By "subsets of $PSPACE$" I am referring to classes like $SPACE(n^k)$ for some constant $k$ (e.g. $k = 42$).
Under the union, intersection, and concatenation operations, such subset is apparently closed.
For the Kleene star and polynomial-time reduction, I am not so sure. Here's what I have tried:
To show that $PSPACE$ is closed under Kleene star, assume that some $L \in PSPACE$. To decide whether some input $w \in L^*$, we can non-deterministically split the $w$ into $i$ chunks ($1 \leq i \leq n$, and $i$ is chosen non-deterministically), and check if each chunk is in $L$. If that check can be done in $O(n^k)$ space, this whole procedure can be done in $NSPACE(n^k) \subset SPACE(n^{2k}) \subset PSPACE$ (the first inclusion is by Savitch's theorem). In a similar manner, I tried to show that a subset like $SPACE(n^k)$ is NOT closed because $2k > k$.

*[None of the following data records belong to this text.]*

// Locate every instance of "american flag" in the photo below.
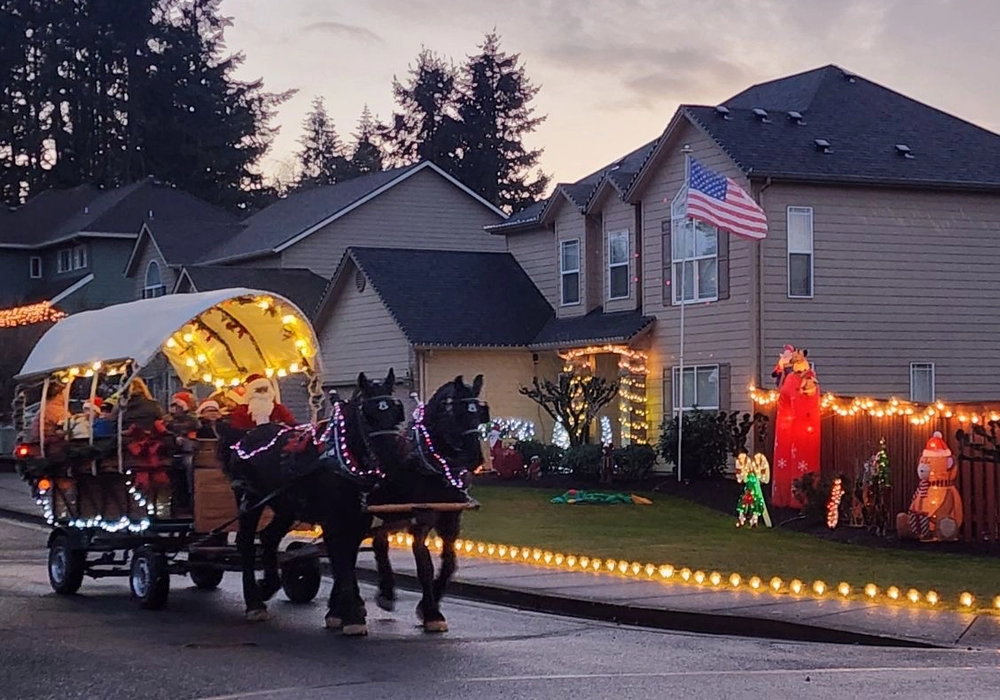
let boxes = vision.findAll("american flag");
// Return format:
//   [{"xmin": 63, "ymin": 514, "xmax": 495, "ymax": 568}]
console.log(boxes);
[{"xmin": 686, "ymin": 158, "xmax": 767, "ymax": 240}]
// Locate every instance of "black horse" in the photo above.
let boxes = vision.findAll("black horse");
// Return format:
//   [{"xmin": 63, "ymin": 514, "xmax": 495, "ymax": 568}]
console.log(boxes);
[
  {"xmin": 218, "ymin": 368, "xmax": 405, "ymax": 635},
  {"xmin": 368, "ymin": 374, "xmax": 489, "ymax": 633}
]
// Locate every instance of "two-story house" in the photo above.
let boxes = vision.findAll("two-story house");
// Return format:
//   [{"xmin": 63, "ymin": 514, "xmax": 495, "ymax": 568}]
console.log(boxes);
[
  {"xmin": 483, "ymin": 64, "xmax": 1000, "ymax": 445},
  {"xmin": 0, "ymin": 178, "xmax": 237, "ymax": 318}
]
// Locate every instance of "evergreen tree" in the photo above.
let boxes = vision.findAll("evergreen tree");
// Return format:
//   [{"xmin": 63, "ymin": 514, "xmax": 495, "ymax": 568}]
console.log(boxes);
[
  {"xmin": 382, "ymin": 48, "xmax": 461, "ymax": 173},
  {"xmin": 455, "ymin": 32, "xmax": 549, "ymax": 212},
  {"xmin": 293, "ymin": 96, "xmax": 348, "ymax": 190},
  {"xmin": 0, "ymin": 0, "xmax": 288, "ymax": 212},
  {"xmin": 345, "ymin": 105, "xmax": 383, "ymax": 179}
]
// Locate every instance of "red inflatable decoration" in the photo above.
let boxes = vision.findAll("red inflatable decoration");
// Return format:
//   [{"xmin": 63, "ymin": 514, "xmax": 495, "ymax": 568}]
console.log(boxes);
[{"xmin": 771, "ymin": 347, "xmax": 821, "ymax": 509}]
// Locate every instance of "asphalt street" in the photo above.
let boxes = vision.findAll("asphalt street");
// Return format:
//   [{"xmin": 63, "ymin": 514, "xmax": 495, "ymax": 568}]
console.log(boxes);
[{"xmin": 1, "ymin": 517, "xmax": 998, "ymax": 700}]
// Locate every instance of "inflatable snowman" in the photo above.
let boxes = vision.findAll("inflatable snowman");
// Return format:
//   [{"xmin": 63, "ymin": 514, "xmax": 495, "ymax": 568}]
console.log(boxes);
[{"xmin": 896, "ymin": 431, "xmax": 963, "ymax": 541}]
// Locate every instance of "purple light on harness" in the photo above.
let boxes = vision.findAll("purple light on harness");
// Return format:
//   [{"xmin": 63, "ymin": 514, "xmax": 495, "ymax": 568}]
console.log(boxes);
[{"xmin": 413, "ymin": 402, "xmax": 465, "ymax": 489}]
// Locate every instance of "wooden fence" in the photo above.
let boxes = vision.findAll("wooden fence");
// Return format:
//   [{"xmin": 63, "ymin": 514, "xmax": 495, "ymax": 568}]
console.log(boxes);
[{"xmin": 755, "ymin": 402, "xmax": 1000, "ymax": 543}]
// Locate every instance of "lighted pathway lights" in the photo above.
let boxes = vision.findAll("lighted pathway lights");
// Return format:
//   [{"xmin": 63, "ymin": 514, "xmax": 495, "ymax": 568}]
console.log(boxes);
[{"xmin": 386, "ymin": 533, "xmax": 997, "ymax": 613}]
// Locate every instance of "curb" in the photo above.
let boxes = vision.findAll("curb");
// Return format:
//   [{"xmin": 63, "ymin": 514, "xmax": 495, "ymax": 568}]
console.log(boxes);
[
  {"xmin": 0, "ymin": 503, "xmax": 938, "ymax": 649},
  {"xmin": 352, "ymin": 566, "xmax": 937, "ymax": 649}
]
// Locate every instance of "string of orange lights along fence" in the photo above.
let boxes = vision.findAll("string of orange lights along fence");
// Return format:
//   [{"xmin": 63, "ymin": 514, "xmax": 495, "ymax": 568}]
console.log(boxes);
[
  {"xmin": 749, "ymin": 385, "xmax": 1000, "ymax": 426},
  {"xmin": 0, "ymin": 301, "xmax": 67, "ymax": 328},
  {"xmin": 386, "ymin": 532, "xmax": 998, "ymax": 613}
]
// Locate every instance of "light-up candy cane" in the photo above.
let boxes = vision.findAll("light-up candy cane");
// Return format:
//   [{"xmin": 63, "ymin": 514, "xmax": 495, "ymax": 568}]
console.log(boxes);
[{"xmin": 735, "ymin": 453, "xmax": 772, "ymax": 528}]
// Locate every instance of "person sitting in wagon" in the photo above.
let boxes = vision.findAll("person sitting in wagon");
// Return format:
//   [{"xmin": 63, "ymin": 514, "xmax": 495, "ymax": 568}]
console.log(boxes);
[
  {"xmin": 166, "ymin": 391, "xmax": 200, "ymax": 509},
  {"xmin": 38, "ymin": 382, "xmax": 69, "ymax": 442},
  {"xmin": 228, "ymin": 374, "xmax": 296, "ymax": 431},
  {"xmin": 195, "ymin": 399, "xmax": 222, "ymax": 438},
  {"xmin": 67, "ymin": 397, "xmax": 105, "ymax": 439}
]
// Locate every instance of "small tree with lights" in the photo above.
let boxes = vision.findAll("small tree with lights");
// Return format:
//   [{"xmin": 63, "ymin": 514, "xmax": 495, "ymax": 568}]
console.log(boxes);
[{"xmin": 518, "ymin": 373, "xmax": 618, "ymax": 447}]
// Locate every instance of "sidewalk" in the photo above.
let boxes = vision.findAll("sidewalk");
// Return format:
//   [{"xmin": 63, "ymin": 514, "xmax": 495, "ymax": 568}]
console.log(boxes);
[{"xmin": 1, "ymin": 471, "xmax": 998, "ymax": 649}]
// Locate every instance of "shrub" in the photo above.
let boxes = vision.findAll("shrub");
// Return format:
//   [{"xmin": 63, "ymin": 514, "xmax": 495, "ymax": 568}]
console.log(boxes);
[
  {"xmin": 561, "ymin": 444, "xmax": 603, "ymax": 481},
  {"xmin": 512, "ymin": 440, "xmax": 564, "ymax": 474},
  {"xmin": 657, "ymin": 410, "xmax": 769, "ymax": 480},
  {"xmin": 613, "ymin": 444, "xmax": 657, "ymax": 480}
]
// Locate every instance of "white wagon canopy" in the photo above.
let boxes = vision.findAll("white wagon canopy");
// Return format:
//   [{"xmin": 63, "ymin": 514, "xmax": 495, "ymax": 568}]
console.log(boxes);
[{"xmin": 17, "ymin": 288, "xmax": 321, "ymax": 387}]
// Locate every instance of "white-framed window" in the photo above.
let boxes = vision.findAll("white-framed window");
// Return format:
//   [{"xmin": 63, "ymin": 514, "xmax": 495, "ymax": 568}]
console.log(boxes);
[
  {"xmin": 57, "ymin": 249, "xmax": 72, "ymax": 273},
  {"xmin": 72, "ymin": 244, "xmax": 88, "ymax": 270},
  {"xmin": 910, "ymin": 362, "xmax": 935, "ymax": 403},
  {"xmin": 787, "ymin": 206, "xmax": 814, "ymax": 298},
  {"xmin": 142, "ymin": 260, "xmax": 166, "ymax": 299},
  {"xmin": 607, "ymin": 230, "xmax": 630, "ymax": 300},
  {"xmin": 672, "ymin": 364, "xmax": 720, "ymax": 412},
  {"xmin": 560, "ymin": 239, "xmax": 581, "ymax": 306},
  {"xmin": 670, "ymin": 186, "xmax": 718, "ymax": 304},
  {"xmin": 29, "ymin": 256, "xmax": 42, "ymax": 279}
]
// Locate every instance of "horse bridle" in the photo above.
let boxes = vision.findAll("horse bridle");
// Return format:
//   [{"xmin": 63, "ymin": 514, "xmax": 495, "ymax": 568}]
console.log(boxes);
[
  {"xmin": 440, "ymin": 396, "xmax": 490, "ymax": 437},
  {"xmin": 356, "ymin": 393, "xmax": 405, "ymax": 439}
]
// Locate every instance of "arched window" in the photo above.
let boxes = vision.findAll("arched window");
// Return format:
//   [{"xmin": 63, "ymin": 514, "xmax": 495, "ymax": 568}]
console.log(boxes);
[{"xmin": 142, "ymin": 260, "xmax": 166, "ymax": 299}]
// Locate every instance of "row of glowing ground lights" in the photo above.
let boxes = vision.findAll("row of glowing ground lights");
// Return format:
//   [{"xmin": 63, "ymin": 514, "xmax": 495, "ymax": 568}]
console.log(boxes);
[{"xmin": 383, "ymin": 532, "xmax": 996, "ymax": 613}]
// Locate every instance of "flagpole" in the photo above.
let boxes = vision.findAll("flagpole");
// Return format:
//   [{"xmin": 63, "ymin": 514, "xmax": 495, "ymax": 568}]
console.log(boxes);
[{"xmin": 677, "ymin": 148, "xmax": 692, "ymax": 483}]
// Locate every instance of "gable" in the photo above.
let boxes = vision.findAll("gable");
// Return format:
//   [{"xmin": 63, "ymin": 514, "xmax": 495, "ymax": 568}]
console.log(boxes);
[
  {"xmin": 315, "ymin": 258, "xmax": 410, "ymax": 384},
  {"xmin": 279, "ymin": 166, "xmax": 506, "ymax": 278}
]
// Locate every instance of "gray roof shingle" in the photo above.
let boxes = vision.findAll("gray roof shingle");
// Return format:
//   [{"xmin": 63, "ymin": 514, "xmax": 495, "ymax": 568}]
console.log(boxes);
[
  {"xmin": 147, "ymin": 221, "xmax": 246, "ymax": 266},
  {"xmin": 0, "ymin": 179, "xmax": 235, "ymax": 248},
  {"xmin": 685, "ymin": 64, "xmax": 1000, "ymax": 188},
  {"xmin": 181, "ymin": 266, "xmax": 329, "ymax": 318},
  {"xmin": 198, "ymin": 165, "xmax": 423, "ymax": 263},
  {"xmin": 486, "ymin": 138, "xmax": 658, "ymax": 233},
  {"xmin": 530, "ymin": 308, "xmax": 654, "ymax": 348},
  {"xmin": 346, "ymin": 247, "xmax": 554, "ymax": 347}
]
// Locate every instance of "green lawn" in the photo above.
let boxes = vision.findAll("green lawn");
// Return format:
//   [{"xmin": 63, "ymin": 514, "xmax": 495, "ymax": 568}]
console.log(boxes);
[{"xmin": 461, "ymin": 484, "xmax": 1000, "ymax": 610}]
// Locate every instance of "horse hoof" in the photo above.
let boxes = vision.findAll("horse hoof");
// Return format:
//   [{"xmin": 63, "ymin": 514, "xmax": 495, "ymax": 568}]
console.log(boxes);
[
  {"xmin": 342, "ymin": 623, "xmax": 368, "ymax": 637},
  {"xmin": 325, "ymin": 614, "xmax": 343, "ymax": 630},
  {"xmin": 423, "ymin": 619, "xmax": 448, "ymax": 633},
  {"xmin": 246, "ymin": 608, "xmax": 269, "ymax": 622},
  {"xmin": 375, "ymin": 593, "xmax": 396, "ymax": 612}
]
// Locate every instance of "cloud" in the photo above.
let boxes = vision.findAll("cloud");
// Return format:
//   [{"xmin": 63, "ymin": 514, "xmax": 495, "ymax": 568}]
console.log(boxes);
[{"xmin": 303, "ymin": 21, "xmax": 383, "ymax": 44}]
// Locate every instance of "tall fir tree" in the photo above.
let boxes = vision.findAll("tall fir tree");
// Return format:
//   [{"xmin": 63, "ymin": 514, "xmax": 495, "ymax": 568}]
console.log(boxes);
[
  {"xmin": 382, "ymin": 48, "xmax": 461, "ymax": 173},
  {"xmin": 344, "ymin": 105, "xmax": 383, "ymax": 179},
  {"xmin": 293, "ymin": 96, "xmax": 349, "ymax": 190},
  {"xmin": 455, "ymin": 32, "xmax": 549, "ymax": 212},
  {"xmin": 0, "ymin": 0, "xmax": 288, "ymax": 211}
]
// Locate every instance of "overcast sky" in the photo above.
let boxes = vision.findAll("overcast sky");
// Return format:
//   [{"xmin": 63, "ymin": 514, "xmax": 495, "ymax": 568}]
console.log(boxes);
[{"xmin": 218, "ymin": 0, "xmax": 999, "ymax": 187}]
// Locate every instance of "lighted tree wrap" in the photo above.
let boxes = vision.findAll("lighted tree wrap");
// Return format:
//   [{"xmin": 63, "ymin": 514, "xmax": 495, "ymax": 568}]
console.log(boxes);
[
  {"xmin": 771, "ymin": 347, "xmax": 821, "ymax": 509},
  {"xmin": 518, "ymin": 374, "xmax": 618, "ymax": 447}
]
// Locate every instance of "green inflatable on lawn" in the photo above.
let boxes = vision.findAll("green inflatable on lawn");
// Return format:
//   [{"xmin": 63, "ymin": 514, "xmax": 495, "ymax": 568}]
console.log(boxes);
[{"xmin": 550, "ymin": 490, "xmax": 652, "ymax": 505}]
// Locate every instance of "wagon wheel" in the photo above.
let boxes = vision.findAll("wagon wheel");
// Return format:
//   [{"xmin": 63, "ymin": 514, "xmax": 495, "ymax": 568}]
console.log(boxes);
[
  {"xmin": 48, "ymin": 533, "xmax": 86, "ymax": 595},
  {"xmin": 189, "ymin": 566, "xmax": 224, "ymax": 591},
  {"xmin": 281, "ymin": 541, "xmax": 321, "ymax": 604},
  {"xmin": 130, "ymin": 545, "xmax": 170, "ymax": 610}
]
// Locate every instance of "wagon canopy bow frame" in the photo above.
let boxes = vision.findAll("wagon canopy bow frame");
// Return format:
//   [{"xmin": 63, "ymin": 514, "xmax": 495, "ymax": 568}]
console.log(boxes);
[{"xmin": 16, "ymin": 288, "xmax": 323, "ymax": 417}]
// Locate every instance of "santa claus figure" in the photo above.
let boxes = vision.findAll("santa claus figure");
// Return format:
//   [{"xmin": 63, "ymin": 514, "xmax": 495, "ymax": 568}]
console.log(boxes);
[
  {"xmin": 771, "ymin": 347, "xmax": 821, "ymax": 509},
  {"xmin": 228, "ymin": 374, "xmax": 296, "ymax": 431}
]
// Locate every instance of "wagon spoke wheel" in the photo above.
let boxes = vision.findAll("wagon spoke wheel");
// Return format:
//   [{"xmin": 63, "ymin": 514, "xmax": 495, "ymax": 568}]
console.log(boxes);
[
  {"xmin": 130, "ymin": 546, "xmax": 170, "ymax": 610},
  {"xmin": 281, "ymin": 541, "xmax": 321, "ymax": 604},
  {"xmin": 48, "ymin": 533, "xmax": 86, "ymax": 595}
]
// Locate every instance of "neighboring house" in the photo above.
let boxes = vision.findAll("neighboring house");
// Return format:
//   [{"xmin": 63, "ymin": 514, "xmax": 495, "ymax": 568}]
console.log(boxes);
[
  {"xmin": 482, "ymin": 64, "xmax": 1000, "ymax": 444},
  {"xmin": 0, "ymin": 178, "xmax": 235, "ymax": 316},
  {"xmin": 195, "ymin": 161, "xmax": 506, "ymax": 276}
]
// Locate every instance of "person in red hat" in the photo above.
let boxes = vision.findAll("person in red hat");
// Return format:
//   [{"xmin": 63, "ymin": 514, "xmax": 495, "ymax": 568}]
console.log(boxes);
[{"xmin": 228, "ymin": 374, "xmax": 296, "ymax": 431}]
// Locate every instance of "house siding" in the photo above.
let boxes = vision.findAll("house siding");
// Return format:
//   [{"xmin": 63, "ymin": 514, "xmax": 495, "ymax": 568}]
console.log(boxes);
[
  {"xmin": 280, "ymin": 168, "xmax": 505, "ymax": 278},
  {"xmin": 317, "ymin": 260, "xmax": 411, "ymax": 387},
  {"xmin": 760, "ymin": 184, "xmax": 1000, "ymax": 401},
  {"xmin": 0, "ymin": 251, "xmax": 31, "ymax": 301},
  {"xmin": 420, "ymin": 348, "xmax": 562, "ymax": 442},
  {"xmin": 129, "ymin": 237, "xmax": 174, "ymax": 300},
  {"xmin": 505, "ymin": 225, "xmax": 557, "ymax": 309},
  {"xmin": 553, "ymin": 199, "xmax": 587, "ymax": 317},
  {"xmin": 636, "ymin": 119, "xmax": 756, "ymax": 434}
]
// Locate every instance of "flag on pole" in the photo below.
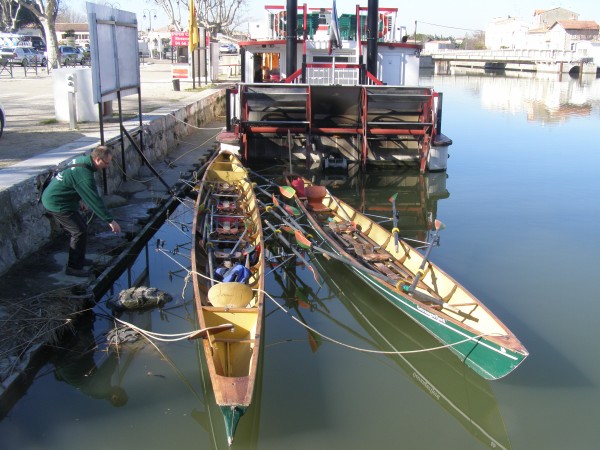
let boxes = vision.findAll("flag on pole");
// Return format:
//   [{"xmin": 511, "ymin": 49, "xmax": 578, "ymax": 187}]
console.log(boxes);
[
  {"xmin": 328, "ymin": 0, "xmax": 342, "ymax": 55},
  {"xmin": 189, "ymin": 1, "xmax": 199, "ymax": 54}
]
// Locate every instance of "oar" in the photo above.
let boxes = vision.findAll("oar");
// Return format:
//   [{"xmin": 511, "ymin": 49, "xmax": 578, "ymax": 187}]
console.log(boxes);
[
  {"xmin": 298, "ymin": 230, "xmax": 472, "ymax": 318},
  {"xmin": 258, "ymin": 197, "xmax": 312, "ymax": 239},
  {"xmin": 233, "ymin": 163, "xmax": 296, "ymax": 199},
  {"xmin": 253, "ymin": 182, "xmax": 302, "ymax": 222},
  {"xmin": 187, "ymin": 323, "xmax": 235, "ymax": 340},
  {"xmin": 263, "ymin": 219, "xmax": 319, "ymax": 281},
  {"xmin": 389, "ymin": 193, "xmax": 400, "ymax": 252},
  {"xmin": 228, "ymin": 228, "xmax": 248, "ymax": 255},
  {"xmin": 407, "ymin": 219, "xmax": 444, "ymax": 293}
]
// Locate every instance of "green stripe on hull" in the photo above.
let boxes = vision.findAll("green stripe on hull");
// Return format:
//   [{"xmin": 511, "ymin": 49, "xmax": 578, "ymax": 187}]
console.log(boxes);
[
  {"xmin": 353, "ymin": 268, "xmax": 526, "ymax": 380},
  {"xmin": 221, "ymin": 405, "xmax": 247, "ymax": 446}
]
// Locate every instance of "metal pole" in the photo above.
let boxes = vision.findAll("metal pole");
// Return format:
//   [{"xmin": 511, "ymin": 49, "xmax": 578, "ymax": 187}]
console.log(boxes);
[{"xmin": 68, "ymin": 91, "xmax": 77, "ymax": 130}]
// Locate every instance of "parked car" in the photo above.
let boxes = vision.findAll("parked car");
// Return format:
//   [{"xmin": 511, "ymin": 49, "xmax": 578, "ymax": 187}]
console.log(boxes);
[
  {"xmin": 19, "ymin": 36, "xmax": 46, "ymax": 52},
  {"xmin": 219, "ymin": 43, "xmax": 237, "ymax": 54},
  {"xmin": 0, "ymin": 46, "xmax": 45, "ymax": 66},
  {"xmin": 58, "ymin": 45, "xmax": 84, "ymax": 65},
  {"xmin": 0, "ymin": 101, "xmax": 5, "ymax": 139}
]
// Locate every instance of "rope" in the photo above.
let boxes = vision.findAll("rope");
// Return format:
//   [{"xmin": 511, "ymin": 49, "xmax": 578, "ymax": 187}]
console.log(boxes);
[
  {"xmin": 110, "ymin": 316, "xmax": 196, "ymax": 342},
  {"xmin": 263, "ymin": 289, "xmax": 502, "ymax": 355},
  {"xmin": 153, "ymin": 222, "xmax": 493, "ymax": 356},
  {"xmin": 152, "ymin": 205, "xmax": 501, "ymax": 356}
]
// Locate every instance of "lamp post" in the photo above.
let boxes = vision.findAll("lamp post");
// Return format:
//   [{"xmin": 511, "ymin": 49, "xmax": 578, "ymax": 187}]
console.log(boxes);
[{"xmin": 143, "ymin": 9, "xmax": 157, "ymax": 32}]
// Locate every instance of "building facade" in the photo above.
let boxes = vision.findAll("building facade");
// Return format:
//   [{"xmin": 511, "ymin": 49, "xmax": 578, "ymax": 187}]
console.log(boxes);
[{"xmin": 485, "ymin": 8, "xmax": 599, "ymax": 51}]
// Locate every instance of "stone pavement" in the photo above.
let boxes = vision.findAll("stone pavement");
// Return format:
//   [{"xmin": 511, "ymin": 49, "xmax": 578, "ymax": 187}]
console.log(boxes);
[{"xmin": 0, "ymin": 58, "xmax": 229, "ymax": 168}]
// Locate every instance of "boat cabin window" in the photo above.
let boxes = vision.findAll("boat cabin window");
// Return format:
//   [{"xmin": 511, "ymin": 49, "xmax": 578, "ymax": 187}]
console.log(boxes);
[{"xmin": 313, "ymin": 55, "xmax": 352, "ymax": 63}]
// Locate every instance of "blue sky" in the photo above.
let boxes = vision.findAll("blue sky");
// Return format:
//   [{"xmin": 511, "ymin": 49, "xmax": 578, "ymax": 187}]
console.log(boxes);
[{"xmin": 77, "ymin": 1, "xmax": 600, "ymax": 36}]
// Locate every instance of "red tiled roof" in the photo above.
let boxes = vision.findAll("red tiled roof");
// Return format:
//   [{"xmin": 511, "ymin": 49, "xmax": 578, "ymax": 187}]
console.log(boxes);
[
  {"xmin": 55, "ymin": 23, "xmax": 89, "ymax": 32},
  {"xmin": 554, "ymin": 20, "xmax": 599, "ymax": 31}
]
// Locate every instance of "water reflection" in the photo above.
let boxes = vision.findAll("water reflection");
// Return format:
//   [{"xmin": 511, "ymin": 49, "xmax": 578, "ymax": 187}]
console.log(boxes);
[
  {"xmin": 307, "ymin": 257, "xmax": 512, "ymax": 450},
  {"xmin": 259, "ymin": 167, "xmax": 511, "ymax": 447},
  {"xmin": 427, "ymin": 68, "xmax": 600, "ymax": 125},
  {"xmin": 296, "ymin": 166, "xmax": 449, "ymax": 244},
  {"xmin": 51, "ymin": 310, "xmax": 128, "ymax": 407}
]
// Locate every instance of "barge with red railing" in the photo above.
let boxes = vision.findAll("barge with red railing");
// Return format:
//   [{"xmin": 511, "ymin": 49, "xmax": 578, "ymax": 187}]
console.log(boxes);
[{"xmin": 221, "ymin": 0, "xmax": 452, "ymax": 173}]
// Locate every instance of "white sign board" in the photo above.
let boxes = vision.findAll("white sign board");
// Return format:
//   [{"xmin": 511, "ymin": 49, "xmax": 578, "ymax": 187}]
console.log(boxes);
[{"xmin": 86, "ymin": 2, "xmax": 140, "ymax": 104}]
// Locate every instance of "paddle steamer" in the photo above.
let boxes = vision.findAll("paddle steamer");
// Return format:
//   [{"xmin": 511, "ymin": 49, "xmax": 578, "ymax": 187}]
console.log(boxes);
[{"xmin": 220, "ymin": 0, "xmax": 452, "ymax": 173}]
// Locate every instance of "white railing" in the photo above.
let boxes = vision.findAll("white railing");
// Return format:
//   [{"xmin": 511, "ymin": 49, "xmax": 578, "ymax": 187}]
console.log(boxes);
[
  {"xmin": 305, "ymin": 67, "xmax": 360, "ymax": 85},
  {"xmin": 423, "ymin": 48, "xmax": 590, "ymax": 63}
]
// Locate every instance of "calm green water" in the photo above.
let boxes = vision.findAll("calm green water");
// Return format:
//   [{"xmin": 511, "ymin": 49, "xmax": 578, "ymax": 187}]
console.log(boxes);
[{"xmin": 2, "ymin": 71, "xmax": 600, "ymax": 449}]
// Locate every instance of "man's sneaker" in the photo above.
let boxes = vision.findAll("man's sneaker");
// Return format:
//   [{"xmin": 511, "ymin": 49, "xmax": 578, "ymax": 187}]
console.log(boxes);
[{"xmin": 65, "ymin": 267, "xmax": 91, "ymax": 277}]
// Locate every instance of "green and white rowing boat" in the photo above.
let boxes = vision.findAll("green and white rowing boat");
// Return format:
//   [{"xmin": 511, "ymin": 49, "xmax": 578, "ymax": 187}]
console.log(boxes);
[{"xmin": 286, "ymin": 176, "xmax": 528, "ymax": 380}]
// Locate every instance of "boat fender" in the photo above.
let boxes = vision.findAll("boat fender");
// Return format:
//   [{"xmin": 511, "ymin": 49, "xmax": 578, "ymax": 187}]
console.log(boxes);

To show that $PSPACE$ is closed under polynomial time reduction, suppose some $L_2 \in PSPACE$ and some $L_1 \leq_p L_2$. Since the reduction is in polynomial time, it uses at most polynomial space, so $L_1 \in PSPACE$. I tried to show that something like $SPACE(n^k)$ is NOT closed under polynomial time reduction by saying that the reduction might runs in $O(n^j)$ time and $j > k$, then the whole process will use at most $O(n^j)$ space, which is no longer in $SPACE(n^k)$.
My doubts:
For the Kleene star closure proof, we can't guarantee that deciding $L^*$ will necessarily use $O(n^{2k})$ space, since we don't have $NSPACE(n^k) = SPACE(n^{2k})$.
For the polynomial time reduction closure proof, such a $O(n^j)$ space reduction exists, but it might not actually uses more than $O(n^k)$ space.
I can't really convince myself one way or the other, so any help is appreciated.